NL uses potentially biased algorithm for visa applications
The Netherlands is using a secret and potentially illegal algorithm to score visa applicants, according to an investigation by the NRC and journalism collective Lighthouse Reports.
And despite the foreign affairs ministry’s own privacy chief recommending the system be dropped, it is still in use, the NRC said on Monday.
The foreign affairs ministry has been using the profiling system to calculate the risk score of short-stay visa applicants applying to enter the Netherlands and Schengen area since 2015.
According to Lighthouse and the NRC the system has profiled millions of visa applicants based nationality, gender and age and those who are deemed ‘high risk’ are automatically moved to an ‘intensive track’ which can mean long delays and refusal.

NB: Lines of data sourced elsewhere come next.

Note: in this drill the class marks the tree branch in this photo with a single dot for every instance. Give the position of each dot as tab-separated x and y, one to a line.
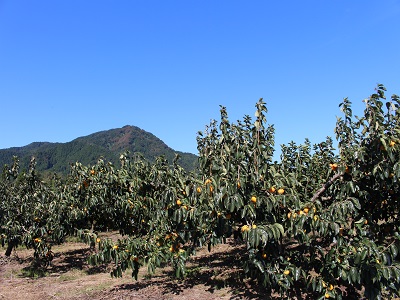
325	186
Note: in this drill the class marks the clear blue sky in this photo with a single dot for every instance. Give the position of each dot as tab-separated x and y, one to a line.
72	68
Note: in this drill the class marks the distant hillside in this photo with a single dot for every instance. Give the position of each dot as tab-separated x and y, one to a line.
56	157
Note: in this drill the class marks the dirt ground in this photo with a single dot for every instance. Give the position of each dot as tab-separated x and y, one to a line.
70	277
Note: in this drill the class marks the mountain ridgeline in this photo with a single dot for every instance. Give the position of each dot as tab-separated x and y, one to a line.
109	144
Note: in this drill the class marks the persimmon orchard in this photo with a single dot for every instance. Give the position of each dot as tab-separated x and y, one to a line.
322	222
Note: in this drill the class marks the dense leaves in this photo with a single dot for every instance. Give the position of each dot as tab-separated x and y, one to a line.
321	222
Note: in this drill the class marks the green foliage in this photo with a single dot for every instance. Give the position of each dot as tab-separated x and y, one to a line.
318	222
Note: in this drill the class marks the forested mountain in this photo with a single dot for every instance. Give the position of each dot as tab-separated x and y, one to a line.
109	144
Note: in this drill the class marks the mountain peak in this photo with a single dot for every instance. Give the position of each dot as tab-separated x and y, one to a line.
56	157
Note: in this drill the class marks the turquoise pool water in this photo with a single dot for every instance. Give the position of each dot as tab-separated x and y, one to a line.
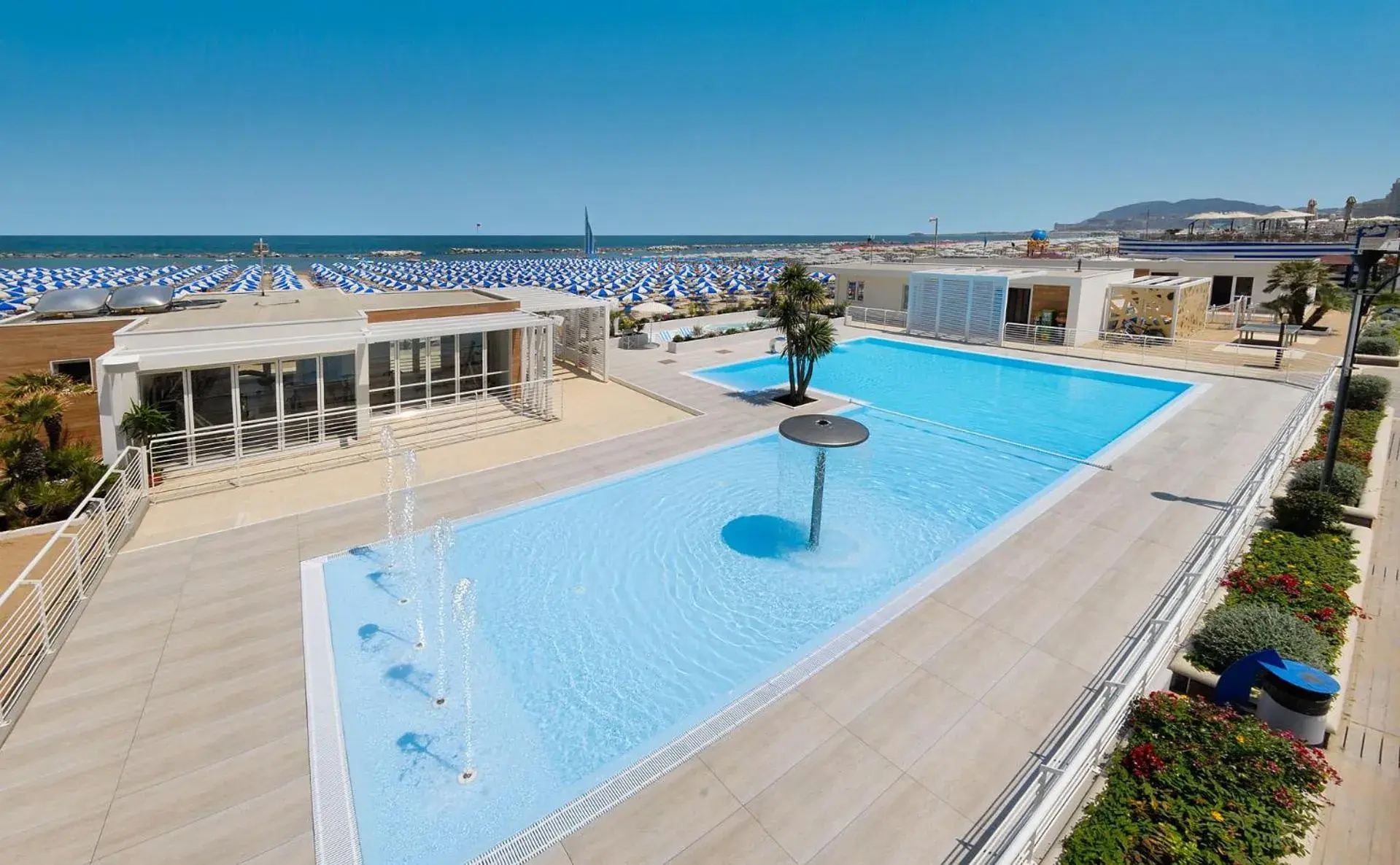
1051	406
597	626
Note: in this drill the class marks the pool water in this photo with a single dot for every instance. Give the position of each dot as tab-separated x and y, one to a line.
1051	406
600	624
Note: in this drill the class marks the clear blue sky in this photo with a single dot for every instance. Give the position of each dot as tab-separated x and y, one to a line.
679	118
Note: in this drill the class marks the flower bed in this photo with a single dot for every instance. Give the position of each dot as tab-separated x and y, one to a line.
1200	783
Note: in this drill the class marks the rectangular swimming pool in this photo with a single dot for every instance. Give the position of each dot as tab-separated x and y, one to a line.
565	640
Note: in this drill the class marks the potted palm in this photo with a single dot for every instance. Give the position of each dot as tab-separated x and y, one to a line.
810	336
56	385
140	424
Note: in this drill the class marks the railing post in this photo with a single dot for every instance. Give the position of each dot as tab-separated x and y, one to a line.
44	619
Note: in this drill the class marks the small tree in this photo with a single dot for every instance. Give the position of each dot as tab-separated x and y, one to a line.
1296	284
810	336
143	422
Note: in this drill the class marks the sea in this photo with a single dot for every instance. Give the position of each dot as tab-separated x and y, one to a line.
91	251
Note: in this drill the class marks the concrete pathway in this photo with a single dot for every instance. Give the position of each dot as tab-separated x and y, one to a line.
171	726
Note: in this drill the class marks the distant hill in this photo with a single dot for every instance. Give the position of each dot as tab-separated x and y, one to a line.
1158	214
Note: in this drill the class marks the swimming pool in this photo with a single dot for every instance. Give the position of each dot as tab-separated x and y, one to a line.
598	626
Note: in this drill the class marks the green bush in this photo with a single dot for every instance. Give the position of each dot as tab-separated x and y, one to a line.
1368	392
1378	345
1347	481
1232	632
1307	511
1200	784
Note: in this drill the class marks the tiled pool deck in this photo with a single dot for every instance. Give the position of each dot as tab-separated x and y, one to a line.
171	726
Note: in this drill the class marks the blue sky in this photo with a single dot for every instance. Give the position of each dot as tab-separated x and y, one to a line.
667	118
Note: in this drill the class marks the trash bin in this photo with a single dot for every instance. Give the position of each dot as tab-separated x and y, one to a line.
1296	697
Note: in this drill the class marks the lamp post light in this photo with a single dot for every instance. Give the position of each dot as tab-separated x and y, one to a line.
1364	260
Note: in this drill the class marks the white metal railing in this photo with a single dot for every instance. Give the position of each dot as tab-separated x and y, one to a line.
871	315
39	606
475	415
231	443
1026	818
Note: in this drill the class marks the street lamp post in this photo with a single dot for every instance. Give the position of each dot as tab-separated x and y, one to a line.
1364	260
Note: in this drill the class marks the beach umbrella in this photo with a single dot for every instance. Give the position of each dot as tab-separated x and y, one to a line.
650	310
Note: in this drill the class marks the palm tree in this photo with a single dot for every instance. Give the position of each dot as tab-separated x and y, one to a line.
53	384
810	336
1296	284
23	419
144	422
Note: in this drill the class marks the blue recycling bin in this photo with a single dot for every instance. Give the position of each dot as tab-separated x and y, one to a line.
1296	697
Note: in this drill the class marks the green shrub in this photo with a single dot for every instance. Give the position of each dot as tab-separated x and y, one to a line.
1378	345
1368	392
1200	784
1347	481
1307	511
1232	632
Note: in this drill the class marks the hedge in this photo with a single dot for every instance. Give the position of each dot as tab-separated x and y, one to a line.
1202	784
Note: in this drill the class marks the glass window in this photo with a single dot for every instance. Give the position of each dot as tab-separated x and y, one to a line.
166	391
411	364
77	370
338	381
469	362
212	397
298	387
212	405
443	368
499	359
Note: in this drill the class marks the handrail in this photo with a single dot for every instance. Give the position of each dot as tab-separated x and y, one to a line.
1022	821
33	624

‘Family members of Dutch citizens with a migration background are prevented in all kinds of ways by the foreign affairs ministry from getting a visa for short stays,’ MP Kati Piri told the publications.
Regardless of the ministry claims about the system’s efficiency ‘it is incredibly difficult to get a visa from countries like Morocco and Suriname,’ Piri said.
Bias
The Netherlands has been called out several times for using biased algorithms and earlier this year, data protection watchdog Autoriteit Persoonsgegevens (AP) said it had started monitoring the use of algorithms as part of a government programme to prevent discrimination and exclusion.
The child benefit scandal which erupted in 2020 is a case in point. Between 2004 and 2019, thousands of parents were unjustly labelled fraudsters. Being a dual national was one of the indicators for a potential fraud risk, and the data of dual nationals was processed in an unlawful and discriminatory way.
Another example is the government fraud detection programme SyRI which was found to break human rights following a court case.